Since all nuitka/cython programs rely on python3x.dll or libpython3.x.so, they all store low-level Python object structures (PyObject *) in memory, so they can be easily injected by using DLL injection tools.
On the other hand, all Python objects have magic methods (e.g., __add__
). Therefore, if I create a proxy object that wraps a target object, whenever any magic method of the proxy is called, the proxy logs the call, invokes the same method on the target object, returns the result as a normal object, and recursively proxies the resulting object, raw Python codes can be generated from these call logs.
This is the principle of my pyobject.objproxy library and the high-level wrapper pymodhook, which could be installed via pip install pymodhook
.
An example hooking numpy
and matplotlib
:
from pyobject import ObjChain
chain = ObjChain(export_attrs=["__array_struct__"])
np = chain.new_object("import numpy as np", "np")
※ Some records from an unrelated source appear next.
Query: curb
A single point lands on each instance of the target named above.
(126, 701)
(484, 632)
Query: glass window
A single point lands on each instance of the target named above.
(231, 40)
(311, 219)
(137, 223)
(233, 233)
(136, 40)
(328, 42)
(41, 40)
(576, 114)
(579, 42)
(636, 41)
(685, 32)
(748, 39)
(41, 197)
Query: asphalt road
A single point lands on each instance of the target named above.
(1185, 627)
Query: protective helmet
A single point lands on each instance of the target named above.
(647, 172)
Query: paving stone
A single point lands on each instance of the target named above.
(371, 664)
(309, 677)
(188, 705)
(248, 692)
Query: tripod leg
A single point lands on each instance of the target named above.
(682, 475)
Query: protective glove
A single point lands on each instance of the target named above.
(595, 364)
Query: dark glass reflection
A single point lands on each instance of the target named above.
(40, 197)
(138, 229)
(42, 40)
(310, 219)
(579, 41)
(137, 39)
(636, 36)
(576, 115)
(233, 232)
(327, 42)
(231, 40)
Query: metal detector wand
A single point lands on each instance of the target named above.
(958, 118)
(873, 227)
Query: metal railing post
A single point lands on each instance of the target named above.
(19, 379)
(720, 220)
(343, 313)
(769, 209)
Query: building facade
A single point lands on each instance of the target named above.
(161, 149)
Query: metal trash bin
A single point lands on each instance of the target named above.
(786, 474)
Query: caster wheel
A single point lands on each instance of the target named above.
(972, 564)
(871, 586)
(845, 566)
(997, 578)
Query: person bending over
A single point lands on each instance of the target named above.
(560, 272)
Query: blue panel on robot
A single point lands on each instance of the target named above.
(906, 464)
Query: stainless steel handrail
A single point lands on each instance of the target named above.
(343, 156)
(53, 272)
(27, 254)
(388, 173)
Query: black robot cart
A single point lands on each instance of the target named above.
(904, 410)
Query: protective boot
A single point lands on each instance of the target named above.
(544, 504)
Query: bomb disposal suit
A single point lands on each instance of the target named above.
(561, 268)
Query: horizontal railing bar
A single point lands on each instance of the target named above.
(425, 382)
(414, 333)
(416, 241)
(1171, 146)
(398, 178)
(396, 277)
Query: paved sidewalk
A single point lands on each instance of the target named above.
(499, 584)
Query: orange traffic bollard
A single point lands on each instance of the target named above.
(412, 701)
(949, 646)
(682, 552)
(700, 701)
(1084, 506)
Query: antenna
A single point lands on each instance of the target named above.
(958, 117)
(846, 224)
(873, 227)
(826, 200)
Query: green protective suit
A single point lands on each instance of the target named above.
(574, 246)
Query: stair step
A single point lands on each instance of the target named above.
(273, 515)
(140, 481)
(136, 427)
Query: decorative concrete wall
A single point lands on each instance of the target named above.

plt = chain.new_object("import matplotlib.pyplot as plt", "plt",
export_funcs=["show"])
# Testing the pseudo numpy and matplotlib modules
arr = np.array(range(1, 11))
arr_squared = arr ** 2
print(np.mean(arr))
plt.plot(arr, arr_squared)
plt.show()
# Display the auto-generated code calling numpy and matplotlib libraries
print(f"Code:\n{chain.get_code()}\n")
print(f"Optimized:\n{chain.get_optimized_code()}")
The output:
Code: # Unoptimized code that contains all detailed access records for objects
import numpy as np
import matplotlib.pyplot as plt
var0 = np.array
var1 = var0(range(1, 11))
var2 = var1 ** 2
var3 = np.mean
var4 = var3(var1)
var5 = var1.mean
var6 = var5(axis=None, dtype=None, out=None)
ex_var7 = str(var4)
var8 = plt.plot
var9 = var8(var1, var2)
var10 = var1.to_numpy
var11 = var1.values
var12 = var1.shape
var13 = var1.ndim
...
var81 = var67.__array_struct__
ex_var82 = iter(var70)
ex_var83 = iter(var70)
var84 = var70.mask
var85 = var70.__array_struct__
var86 = plt.show
var87 = var86()
Optimized: # Optimized code
import numpy as np
import matplotlib.pyplot as plt
var1 = np.array(range(1, 11))
plt.plot(var1, var1 ** 2)
plt.show()
Though the code from raw call logs is cluttered, like that generated by IDA Pro, it could be optimized via a DAG algorithm (see details in README.md).
Additionally, programs hooked by my current pyobject.objproxy
library run 40x slower than normal (as measured by python -m pyobject.tests.test_objproxy_perf
).
For DLL injection, the injected DLL first searches for loaded DLLs from python31.dll
to python332.dll
(e.g. python313.dll
), then calls PyImport_ImportModule("__hook__")
. This requires __hook__.py
and other modules to be placed in the same directory as the EXE beforehand.
For usage instructions of this toolchain, see the README.md of the pymodhook
library.
Note: I am the developer of this reverse engineering toolchain.